I almost always ride with a wool blanket on the bottom and a thicker pad on top. The times I've done it with the thick pad on the bottom I've always regretted it because the thick pads are harder to wash.

I exclusively trail ride so I don't worry about show blankets or getting the wool blankets dirty. I just wash them in a tub when they get sweaty and try to keep the thicker pads clean. 

If my bottom blanket is wool and I use a 5-Star on top, I don't think that defeats the purpose as I still have wool next to the horse. The wool breathes better anyway. 

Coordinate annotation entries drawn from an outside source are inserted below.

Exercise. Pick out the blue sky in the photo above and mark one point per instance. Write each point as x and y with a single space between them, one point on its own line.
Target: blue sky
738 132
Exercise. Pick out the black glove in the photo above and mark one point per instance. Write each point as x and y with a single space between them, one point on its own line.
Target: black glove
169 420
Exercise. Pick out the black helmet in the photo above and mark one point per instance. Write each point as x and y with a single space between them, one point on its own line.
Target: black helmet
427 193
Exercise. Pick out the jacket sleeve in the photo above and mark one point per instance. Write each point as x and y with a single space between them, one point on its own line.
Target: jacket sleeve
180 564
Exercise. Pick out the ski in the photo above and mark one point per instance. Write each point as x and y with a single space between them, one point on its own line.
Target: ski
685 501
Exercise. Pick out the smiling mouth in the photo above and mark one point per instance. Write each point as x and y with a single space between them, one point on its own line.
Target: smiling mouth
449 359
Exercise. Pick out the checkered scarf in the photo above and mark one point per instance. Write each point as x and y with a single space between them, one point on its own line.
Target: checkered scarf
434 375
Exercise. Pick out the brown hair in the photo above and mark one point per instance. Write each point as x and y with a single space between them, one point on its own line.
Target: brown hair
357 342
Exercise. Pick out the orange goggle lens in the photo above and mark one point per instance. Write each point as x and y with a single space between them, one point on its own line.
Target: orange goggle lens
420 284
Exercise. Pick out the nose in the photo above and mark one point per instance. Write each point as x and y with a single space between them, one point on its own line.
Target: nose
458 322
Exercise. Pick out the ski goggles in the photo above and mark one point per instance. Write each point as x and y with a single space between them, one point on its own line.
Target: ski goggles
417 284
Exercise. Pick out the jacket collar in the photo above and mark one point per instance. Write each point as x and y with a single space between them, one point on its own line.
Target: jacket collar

I've really gotten away from synthetic pads with gels and foams and such. Even if you put a wool blanket on the bottom and a synthetic pad on top, I've found the horse sweats more than if you do wool/wool. So that's my preference. :smile:


----------



## KigerQueen (Jun 16, 2013)

my fiance dose this. i would not call it a SHOW blanket but its a navajo blanket. he told me why and it honestly makes sence. he has some fluffy pads he uses for his old horse and they are IMPOSSIBLE to clean. there is no washer that can handle it and it would take hours of housing to even clean it much less days for it to dry. the navajo pad you can chuck in a washer and dryer. easier to clean so it helps keep the thick stuffed pad clean for ALOT longer. he has not had to clean said pad in years. now i would NOT tack like that FOR a show but for daily riding and trail riding i get it and with that pad i used to do it. i now use a neoprene pad WITH that pad so i keep the show blanket on the outside. i only use that much padding with the old guy as "holy withers batman" and he is old so his topline is lacking.


----------